IMF, dönemin Devlet Başkanı Mauricio Macri ile görüşmeleri sonrasında 57 milyar dolarlık rekor yeni borç sağladı ancak anlaşma ekonomiyi istikrara kavuşturamadı.

Alberto Angel Fernandez’in 2019’da başkan seçilmesi de krize çözüm olmadı. Dış kaynak bulamayan Fernandez yönetiminin aldığı tedbirler, enflasyonu ve pesonun değer kayıplarını önleyemedi. Ülke ekonomik olarak daha da karmaşa içine girdi.

Arjantin’de 3 haneli enflasyon, siyasi çalkantılar ve kuraklık nedeniyle yaşanan resesyon ile döviz kıtlığı, ekonomiyi çökme noktasına getirdi. Bunun yanında karaborsadaki paralel döviz kuru ile resmi döviz kuru arasındaki makas da iyice açılmaya başladı.

Arjantinlilerin yaklaşık yüzde 40'ı bugün yoksulluk sınırının altında yaşıyor. Merkez bankası ise Rusya-Ukrayna savaşının da şiddetlendirdiği kriz karşısında çareyi daha fazla para basmakta buluyor.

Halk ise ne Peronist Başkan Alberto Angela Fernandez'in hükümetinden ne de Parlamentodan memnun.

Independent’in aktardığına göre; Arjantinliler ülkenin sağ-sol veya peronist önde gelen tüm partilerini, IMF ve Batılı finansal akbabalarla/tefecilerle anlaşmalar yaptığı için yıllardır ülkenin kanını kurutan, yaygın yoksulluk ve açlığa, ekonomik resesyona, üç haneli enflasyona, döviz rezervlerinin tükenmesine yol açmaktan sorumlu tutuyor.

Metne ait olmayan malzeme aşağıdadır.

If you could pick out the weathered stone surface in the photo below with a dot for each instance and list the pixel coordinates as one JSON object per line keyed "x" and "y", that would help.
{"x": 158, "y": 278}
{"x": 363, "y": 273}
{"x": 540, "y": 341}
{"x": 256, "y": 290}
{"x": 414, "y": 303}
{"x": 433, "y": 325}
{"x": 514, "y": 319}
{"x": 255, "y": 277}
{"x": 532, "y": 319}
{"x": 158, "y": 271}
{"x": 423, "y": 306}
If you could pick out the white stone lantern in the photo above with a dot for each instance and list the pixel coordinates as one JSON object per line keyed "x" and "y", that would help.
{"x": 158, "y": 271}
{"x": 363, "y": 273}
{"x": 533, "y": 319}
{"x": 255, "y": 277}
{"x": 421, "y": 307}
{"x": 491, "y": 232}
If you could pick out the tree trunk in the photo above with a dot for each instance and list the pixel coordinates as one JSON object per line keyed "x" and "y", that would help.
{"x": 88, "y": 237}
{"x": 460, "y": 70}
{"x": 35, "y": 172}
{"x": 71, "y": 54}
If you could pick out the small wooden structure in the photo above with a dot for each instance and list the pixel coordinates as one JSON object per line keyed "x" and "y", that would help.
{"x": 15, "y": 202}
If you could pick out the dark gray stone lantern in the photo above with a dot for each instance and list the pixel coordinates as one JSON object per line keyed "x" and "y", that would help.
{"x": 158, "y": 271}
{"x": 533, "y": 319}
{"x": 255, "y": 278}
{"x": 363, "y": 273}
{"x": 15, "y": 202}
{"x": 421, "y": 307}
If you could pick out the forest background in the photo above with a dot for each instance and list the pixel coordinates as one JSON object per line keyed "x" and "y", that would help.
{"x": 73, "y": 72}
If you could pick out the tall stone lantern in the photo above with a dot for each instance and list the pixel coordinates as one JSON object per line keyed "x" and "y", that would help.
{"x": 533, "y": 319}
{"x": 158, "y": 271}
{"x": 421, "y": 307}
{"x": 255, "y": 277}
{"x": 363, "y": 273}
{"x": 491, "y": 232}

Arjantin toplumu solcu Alberto Fermandez yönetimine karşı büyük bir öfke duyuyor. Oysa halk 2019’da Fermandez’i yüzde 55 civarı bir oyla seçmişti.

Arjantin’de siyaset sağa ve otoriter sağa doğru kayıyor. Aşırı sağcı Javier Milei’nin ön seçimleri kazanması da bunun bir göstergesi. İlerleyen günlerde de halkın ekonomik krizin faturasını aşırı sağı iktidara taşıyarak sola karşı keseceği düşünülüyor.